Maintenance Downtime Logs for 2024

In February 2025, these downtime updates were moved from the CCR Help Desk portal to this location. This page contains 5 months of downtime change logs.

December 2024 Downtime

Date of downtime: FRIDAY, December 20, 2024
NOTE: The date of this downtime has been changed to accommodate the end of semester and multiple holidays at the end of December. Thank you for your understanding!

Approximate time of outage: 7am-5pm

Resources affected by downtime:

  • UB-HPC cluster (all partitions)
  • Faculty cluster (all partitions)
  • Portals: OnDemand, ColdFront (temporarily), IDM (temporarily)

What will be done:

  • Reboot of all cluster nodes
  • Updates of front-end login nodes (login1, login2, vortex-future)
  • Infrastructure Updates
  • Decommissioning of Skylake compute nodes (racks i05,i06,i07,i08) - these have reached 7 years in age and are being removed from service.
  • Updated versions of cluster related services and packages:
    • Apptainer v1.3.5 -> v1.3.6
    • NVIDIA driver v535.216.01 -> v535.216.03
    • Slurm v24.05.4 -> v24.05.5

Specific Effects to CCR users:
Removing the Skylake compute nodes will remove the MRI tag from Slurm We do not anticipate any of these updates will result in system problems. However, with NVIDIA driver updates on the compute nodes, it's possible this might have an effect on users' workflows. Please report any suspected problems to CCR Help with details so that we may attempt to replicate them.

November 2024 Downtime

Date of downtime: Tuesday, November 26, 2024

Approximate time of outage: 7am-5pm

Resources affected by downtime:

  • UB-HPC cluster (all partitions)
  • Faculty cluster (all partitions)
  • Portals: OnDemand, ColdFront (temporarily), IDM (temporarily)

What will be done:

  • Operating system upgrades on all cluster nodes - this includes an update to NVIDIA drivers and Apptainer
  • Reboot of all cluster nodes
  • Updates of front-end login nodes (login1, login2, vortex-future)
  • Infrastructure Updates
  • Update OnDemand to version 3.1.10

Specific Effects to CCR users:
We do not anticipate any of these updates will result in system problems. However, with operating system updates on the compute nodes, it's possible these might have an effect on users' workflows. Please report any suspected problems to CCR Help with details so that we may attempt to replicate them.

October 2024 Downtime

Date of downtime: Tuesday, October 29, 2024

Approximate time of outage: 7am-5pm

Resources affected by downtime:

  • UB-HPC cluster (all partitions)
  • Faculty cluster (all partitions)
  • Portals: OnDemand, ColdFront (temporarily), IDM (temporarily)

What will be done:

  • Reboot of all cluster nodes
  • Updates of front-end login nodes (login1, login2, vortex-future)
  • Infrastructure Updates
  • OnDemand update to version 3.1.9 - this includes a long requested feature of keeping the cluster app alive/active for longer than just a few minutes
  • Slurm upgrade to version 24.05.4
  • Compute node operating system updates - this includes an update to NVIDIA drivers
  • Identity management portal software update

Specific Effects to CCR users:
We do not anticipate any of these updates will result in system problems.
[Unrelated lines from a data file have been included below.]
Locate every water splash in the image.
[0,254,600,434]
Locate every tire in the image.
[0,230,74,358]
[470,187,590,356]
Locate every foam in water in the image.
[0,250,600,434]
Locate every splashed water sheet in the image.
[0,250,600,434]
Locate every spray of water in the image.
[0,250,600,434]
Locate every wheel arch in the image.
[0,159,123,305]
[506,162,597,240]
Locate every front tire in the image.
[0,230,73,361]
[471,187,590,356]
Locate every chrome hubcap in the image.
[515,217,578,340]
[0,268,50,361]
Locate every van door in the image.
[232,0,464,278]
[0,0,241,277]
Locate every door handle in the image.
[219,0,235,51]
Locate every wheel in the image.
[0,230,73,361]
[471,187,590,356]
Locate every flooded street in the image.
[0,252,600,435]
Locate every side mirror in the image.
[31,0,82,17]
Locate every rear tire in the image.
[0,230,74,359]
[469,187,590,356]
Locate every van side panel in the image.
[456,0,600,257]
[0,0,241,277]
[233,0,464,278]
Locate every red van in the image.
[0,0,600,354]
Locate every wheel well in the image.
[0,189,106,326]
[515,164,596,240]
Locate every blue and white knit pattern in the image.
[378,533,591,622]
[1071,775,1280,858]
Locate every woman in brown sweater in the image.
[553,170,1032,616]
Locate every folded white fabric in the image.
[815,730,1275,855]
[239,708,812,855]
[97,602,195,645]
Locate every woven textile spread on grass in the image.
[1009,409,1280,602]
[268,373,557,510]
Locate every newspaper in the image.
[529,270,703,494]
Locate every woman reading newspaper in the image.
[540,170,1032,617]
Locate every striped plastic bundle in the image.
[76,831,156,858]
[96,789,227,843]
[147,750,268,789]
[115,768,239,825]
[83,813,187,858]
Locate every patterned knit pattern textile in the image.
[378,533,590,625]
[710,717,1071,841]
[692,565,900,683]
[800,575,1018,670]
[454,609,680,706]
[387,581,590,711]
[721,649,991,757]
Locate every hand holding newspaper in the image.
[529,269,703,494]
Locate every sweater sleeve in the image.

However, with operating system updates on the compute nodes, it's possible these might have an effect on users' workflows. Please report any suspected problems to CCR Help with details so that we may attempt to replicate them.

September 2024 Downtime

Date of downtime: Tuesday, September 24, 2024

Approximate time of outage: 7am-5pm

Resources affected by downtime:

  • UB-HPC cluster (all partitions)
  • Faculty cluster (all partitions)
  • Portals: OnDemand, ColdFront (temporarily), IDM (temporarily)
  • Lake Effect Research Cloud: Offline for part of the day

What will be done:

  • Electrical work in machine room requiring power outage of all compute nodes and other services
  • Reboot of all cluster nodes
  • Updates of front-end login nodes (login1, login2, vortex-future) to Ubuntu 24
  • Update of OnDemand
  • Update of apptainer
  • Infrastructure services updated
  • Slurm upgrade
  • Removal of anaconda3 module from ccrsoft/2023.01 - Anaconda has not been supported by CCR for some time and due to changes in the licensing terms we are now legally obligated to remove it from our systems
  • Removal of /util/academic, /util/common, /util/industry, /util/software/legacy from CCR systems

Specific Effects to CCR users:

  • module load anaconda3 will no longer work
  • Since January 2023, we have moved forward with sunsetting the ccrsoft/legacy software environment (everything installed in /util/common, /util/academic, & /util/industry). This software environment was removed from our systems in June so users can no longer run module load ccrsoft/legacy and access any of the previous generation of software modules. However, there may be users who installed software in their own project or home directories that depended on software within the /util structure. Though it is unlikely this software is still working due to other considerable upgrades done on CCR's systems in the last year, there is always the possibility this final change will break some workflows. As we've said for the last 18 months, please ensure that your software works without anything in /util so that you do not experience any issues after this downtime.
  • If you are using one of the legacy containers provided by CCR in June as a temporary work around, these will also be going away as they depend on software installed in /util.

August 2024 Downtime

Date of downtime: Tuesday, August 27, 2024

Approximate time of outage: 7am-5pm

Resources affected by downtime:

  • UB-HPC cluster (all partitions)
  • Faculty cluster (all partitions)
  • Portals: OnDemand, ColdFront (temporarily), IDM (temporarily)

What will be done:

  • Reprovisioning and reboot of all cluster nodes
  • Updates of front-end login nodes (login1, login2, vortex-future)
  • Infrastructure Updates

Specific Effects to CCR users:
For those using MPI we recommend reading through CCR's Slurm job documentation on how best to request high speed networks.